Il est permis d’admirer la finesse et la précision avec laquelle, au milieu du xive siècle, un maître ès-arts savait mettre en évidence l’absurdité de certaines suppositions touchant la loi de la chute accélérée des graves.

À la discussion que nous venons d’analyser, Albert donne la conclusion suivante :

« Il faut donc entendre que l’intensité du mouvement du grave devient double, triple, etc., dans le sens suivant : Quand un certain espace a été parcouru, ce mouvement a une certaine intensité (vitesse) ; quand un espace double a été parcouru, la vitesse est double ; quand l’espace parcouru est triple, elle est triple, et ainsi de suite. Et ideo tertia conclusio intelligitur, quod intenditur per duplum, triplum etc., ad istum intellectum quod, quando ipso pertransitum est aliquod spatium, est aliquantus ; et quando ipso est pertransitum duplum spatium, est in duplo velocior ; et quando ipso pertransitum est triplum spatium, est in triplo velocior ; et sic ultra. »

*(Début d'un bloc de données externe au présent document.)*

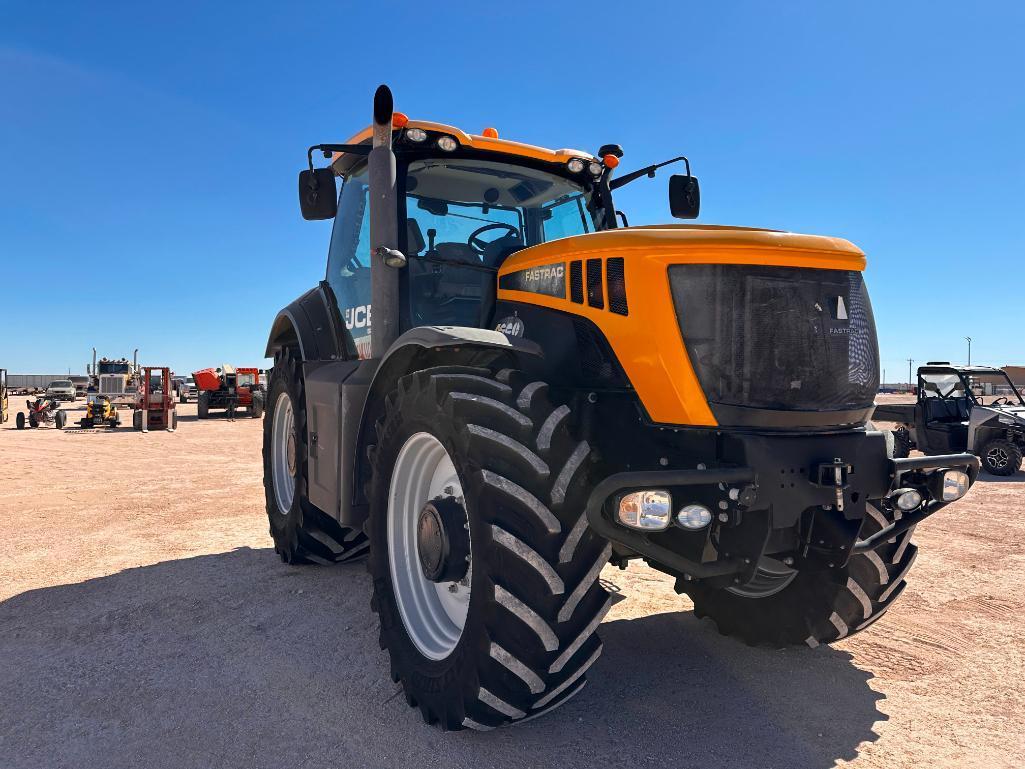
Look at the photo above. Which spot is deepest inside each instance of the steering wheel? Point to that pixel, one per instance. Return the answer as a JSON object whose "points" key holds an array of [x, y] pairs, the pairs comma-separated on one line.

La loi ainsi formulée par Albert de Saxe comme loi possible de la chute des graves n’est pas la proportionnalité de la vitesse à la durée de la chute ; c’est la proportionnalité de la vitesse à l’espace parcouru par le mobile. On sait que cette loi devait séduire Galilée dans sa jeunesse et qu’il en devait, plus tard, démontrer l’absurdité. Avant Galilée, Léonard de Vinci devait connaître la même hésitation. Mais on doit remarquer qu’en l’analyse d’Albert, l’extensio secundum tempus est, constamment, mise en parallèle de l’extensio secundum distantiam ; sauf en la conclusion que nous venons de citer, notre auteur a toujours soin de répéter de l’une ce qu’il a dit de l’autre ; la concision seule de son exposé l’a, sans doute, détourné de prolonger cette répétition jusqu’à la fin, et de signaler comme également recevable la proportionnalité de la vitesse à la durée de la chute ; entre cette loi exacte et la loi erronée, son choix, très certainement, demeurait suspendu ; l’attention d’un lecteur intelligent pouvait se porter aussi bien sur la loi exacte qu’Albert n’avait pas formulée que sur la loi erronée dont il avait donné l’énoncé explicite.